On Wednesday, in a continuation of that trend, Missoula County commissioners signed off on three additional job creation grants, including those for The Audience Awards, Montana Entrepreneur and Orbital Shift.
The grant amounts include $60,000, $75,000 and $120,000 respectively and will help the three local businesses add as many as 34 new jobs. The grant awards are distributed as the companies create each job defined in the application.
“We’re seeing a lot of growth in tech industry applications,” Rush said. “Almost all the new applications I’ve submitted have something to do with software development or high tech in some way. It meshes up with what we know is happening statewide, that our tech sector is booming, and a lot of these companies are taking advantage of that.”

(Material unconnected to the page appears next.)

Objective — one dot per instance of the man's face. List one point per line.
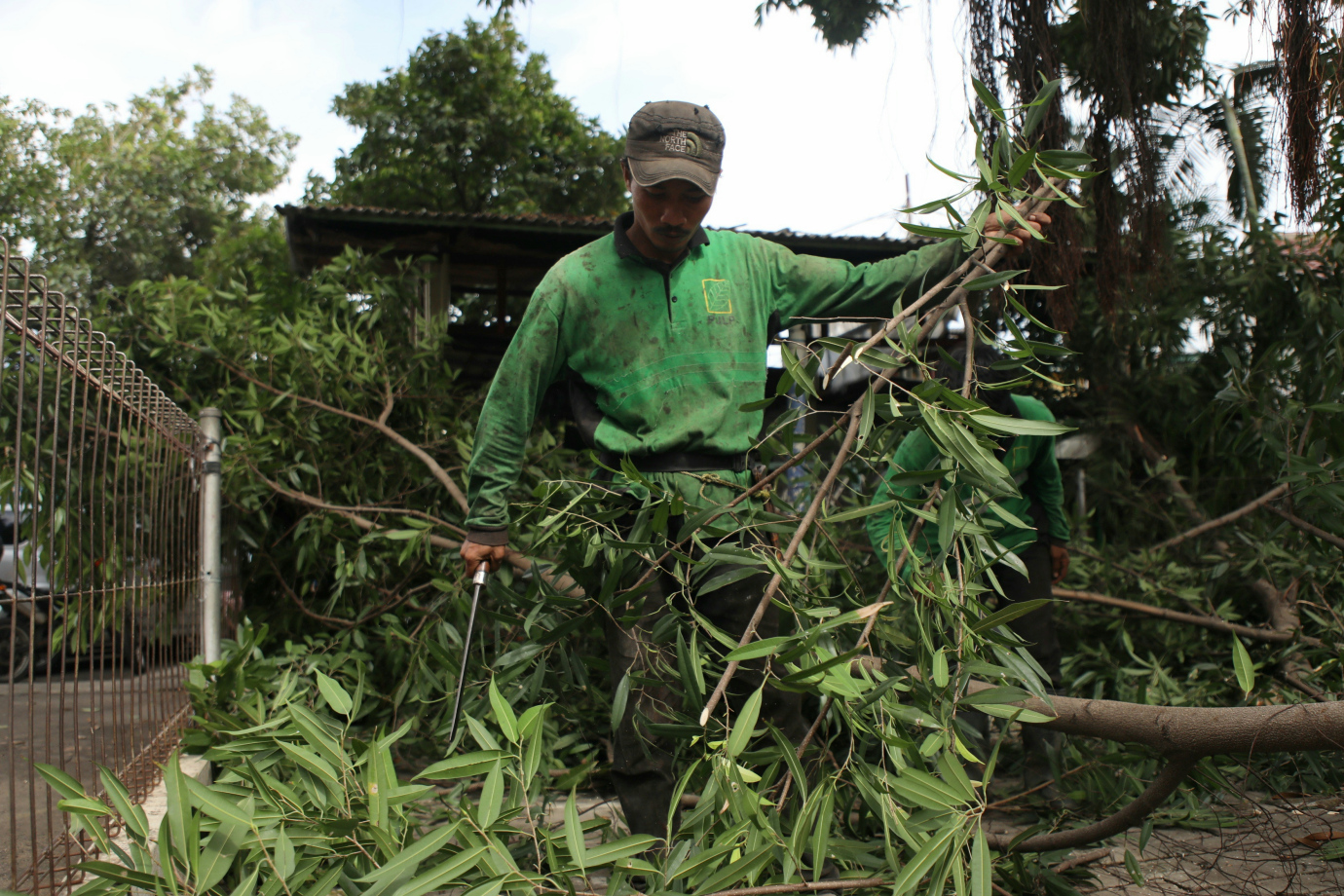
(668, 214)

It was just last month that Gov. Steve Bullock announced $860,000 in grants to help businesses in seven Montana communities grow, including five in Missoula.
The Missoula companies included the three named on Wednesday, along with HB Enterprises and VIM & VIGR. The grants come from the Big Sky Economic Development Trust Fund through the Montana Department of Commerce.
“They have to be an export-based business, or earning their revenue outside the state,” explained Rush. “They can’t be just serving our local economy. They have to be bringing money in in some way, whether that’s exporting goods or exporting services. It’s designed to grow our basic sector, primary job creators.”
In the past, Advanced Technology Group and Consumer Direct have benefited from the grants. Along with several other applications on the horizon, including TOMIS and Project Spokane – both based in Missoula – the jobs created could exceed 70 new positions if the companies meet their growth projections.
Last year, companies who received funding from the program had to pay a minimum wage of $17.78 an hour. That has increased this year to $18.50 an hour.
“Missoula has been very successful in leveraging these kind of grants, and that will continue,” said Rush. “It’s my job to make sure that happens.”